But the horror king has to be Ito Junji.
To say Japanese horror differs from the American/European tradition is to make a mild understatement, and Ito is one of its foremost practitioners. He's not the most fluid anatomist-- his figures tend to be a little stiff-- but he's got a gift for rising tension and nauseating visuals that's unsurpassed. The overweight kid turning into a snail in Uzumaki is pretty gruesome but it's not a patch on the scene from one of his short stories where a teen holds his sister down and squeezes out long snake-like curls of white sebum from his acne-ridden face onto hers. Just typing that sentence nauseated me! Yeeeeuck!
Let me take a moment to recover. Okay.
What makes his stories all the more affecting is his use of fragile, doll-like female protagonists. His early series Tomie makes great use of this dichotomy. Ito pits various pixie-haired ingenues against the most beautiful girl in the world-- who just happens to be an immortal monster with an ego to match. Tomie gets sly, sexy, cat-like eyes to match her predatory nature, but her enemies are all wide-eyed, open-faced innocence. But it's not quite that simple. Ito also makes Tomie and her adversaries complex-- Tomie is evil but not without a sympathetic, put-upon quality and one of the girls who battles her is morally compromised right from the start. The series is inconsistent and the various story threads are only loosely tied together, but it's a lot of wicked fun.

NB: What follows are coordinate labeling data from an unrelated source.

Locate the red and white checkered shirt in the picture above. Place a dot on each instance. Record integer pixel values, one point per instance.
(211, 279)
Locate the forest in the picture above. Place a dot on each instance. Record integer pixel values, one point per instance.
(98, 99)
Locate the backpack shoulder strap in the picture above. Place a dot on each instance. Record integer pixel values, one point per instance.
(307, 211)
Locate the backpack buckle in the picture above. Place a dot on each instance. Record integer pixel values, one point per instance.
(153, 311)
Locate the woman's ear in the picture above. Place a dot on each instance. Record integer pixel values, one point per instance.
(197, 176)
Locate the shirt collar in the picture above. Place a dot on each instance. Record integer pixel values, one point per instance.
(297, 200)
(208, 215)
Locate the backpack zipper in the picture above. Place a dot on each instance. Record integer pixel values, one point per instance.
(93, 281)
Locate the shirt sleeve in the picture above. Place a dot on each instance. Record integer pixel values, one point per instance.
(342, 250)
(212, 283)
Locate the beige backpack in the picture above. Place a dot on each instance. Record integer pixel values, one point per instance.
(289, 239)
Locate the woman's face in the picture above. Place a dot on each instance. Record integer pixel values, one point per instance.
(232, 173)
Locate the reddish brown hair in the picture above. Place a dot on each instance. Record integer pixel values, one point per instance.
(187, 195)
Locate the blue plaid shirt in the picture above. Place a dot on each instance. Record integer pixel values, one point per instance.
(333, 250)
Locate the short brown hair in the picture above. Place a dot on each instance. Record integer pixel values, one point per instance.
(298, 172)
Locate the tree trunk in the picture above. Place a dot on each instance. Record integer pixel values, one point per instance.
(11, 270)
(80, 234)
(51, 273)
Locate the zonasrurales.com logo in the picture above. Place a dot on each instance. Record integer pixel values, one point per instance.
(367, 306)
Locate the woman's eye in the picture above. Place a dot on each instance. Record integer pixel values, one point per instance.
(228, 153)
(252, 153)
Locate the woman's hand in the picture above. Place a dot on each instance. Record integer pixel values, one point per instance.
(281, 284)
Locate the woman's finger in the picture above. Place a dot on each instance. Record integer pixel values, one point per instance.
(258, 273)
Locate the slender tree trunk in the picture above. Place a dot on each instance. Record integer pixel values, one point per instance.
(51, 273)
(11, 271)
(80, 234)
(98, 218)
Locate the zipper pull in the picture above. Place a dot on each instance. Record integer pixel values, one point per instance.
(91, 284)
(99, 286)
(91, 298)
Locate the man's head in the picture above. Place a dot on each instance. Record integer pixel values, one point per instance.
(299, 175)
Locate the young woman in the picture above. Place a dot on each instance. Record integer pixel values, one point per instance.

I prefer the cover to this Japanese Tomie collection to the versions published by ComicsOne, or even those of Dark Horse's Museum of Terror series. Ito's painted art is more appealing than Dark Horse's murky digital creations. The Complete Tomie has a classic pop art quality and lots of atmosphere. Her pose is quite demure, as is her smile-- but there's something sinister about her eyes. I suppose the miasma o' horror swirling around her (kind of makes me think of the air in the bathrooms at my favorite bar in Athens, Georgia, back in the day) helps a bit, too. My cover qualms aside, you really need to buy all three volumes of Museum of Terror to meet Tomie and indulge in her peculiar delights. And other nightmares.